Watching the reactions has been interesting. One of the girls at work was crying because her fiancée is a Marine and she is worried he will get called to duty. My parents, a police officer and a nurse, asked the Salvation Army to send them to New York to help. One of my friends has cleaned everything in sight twelve times; another ran to her boyfriend for comfort. None of us want to be alone so we sit around a dorm room together and analyze every new tidbit of information. Seemingly the entire nation turns to prayer and candles. Then there are the people who seem not to care and whose biggest concern continues to be what they are doing next weekend. I know of one particular group of girls who took advantage of the day off from classes. While everyone else was glued to their TV’s, these girls went to buy goldfish. These are the hardest to watch. I want to scream at them "DON’T YOU SEE?" Others simply drink themselves into oblivion or choose to go on criticizing the government in a time when we need to support it wholeheartedly.

Upon further reflection, I realize it is not surprising that many of my fellow students do not care that our country was attacked. We are a selfish and spoiled generation. We have had almost everything we could ever want; and have been asked to do very little in return. We are the people raised on the idea that there is no real right and wrong. We are allowed to think and do as we please. This is part of the reason for the apathy. We do not care for anything but ourselves and how we feel. I do not know exactly who to blame for this. Most people blame it on parents. I do not know if this is true. We do not have bad parents; we simply have parents who feel that the only way they can prove their love is to give us absolute freedom. I pray that my generation will raise its children differently. I hope our daughters wear a little more clothes and our sons have a little more discipline. We must teach them to take pride in their moral system and their nation.

I admit that the sudden display of patriotism is refreshing. I hear "God Bless the U.S.A." at least once an hour on the radio. Everyone is decked out in red, white, and blue. There are American flags everywhere. Too bad it takes an event of this magnitude to make people realize we really are blessed to live in this nation. There are people in other countries that live under attack every day. Though everyone looks weary and still somewhat shocked, a faint glimmer of hope mixed with righteous anger gleams in their eyes. We will not stand for this attack on everything our forefathers fought so hard to give us. In the end, America will prevail.

As I check the CNN website for the fifteenth time today, I think about other war generations. Vietnam did not have this much information, this quickly. I am still not sure whether it is a blessing or a curse. My grandparents certainly did not sit around watching World War II unfold in the comfort of their living room. My grandfather was fighting and my grandmother was here on the home front working.
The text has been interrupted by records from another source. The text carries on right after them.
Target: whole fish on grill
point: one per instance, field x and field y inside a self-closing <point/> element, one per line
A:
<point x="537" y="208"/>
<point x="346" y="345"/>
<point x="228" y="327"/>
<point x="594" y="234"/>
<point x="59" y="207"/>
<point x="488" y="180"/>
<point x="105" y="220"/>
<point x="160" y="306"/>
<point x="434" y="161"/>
My generation has seen these events live. It is so real that it seems like a dream from which we will wake up any second.

We will not wake up though. We will go on and fight this good fight until we have rid the world of terrorism. Bush put it best when he said, "they shattered steel, but cannot shatter the steel of American resolve". What tomorrow holds, I do not know. Only time will tell if my friends and I wind up becoming Rosie the Riveter, enlisting, or simply staying here at Ashland University living our lives. As for myself, my head is a little clearer now and it is time to apply my steel-like American resolve to doing everything I could not this week.

Cassandra Kish is a Junior from Vermilion, Ohio, majoring in Political Science.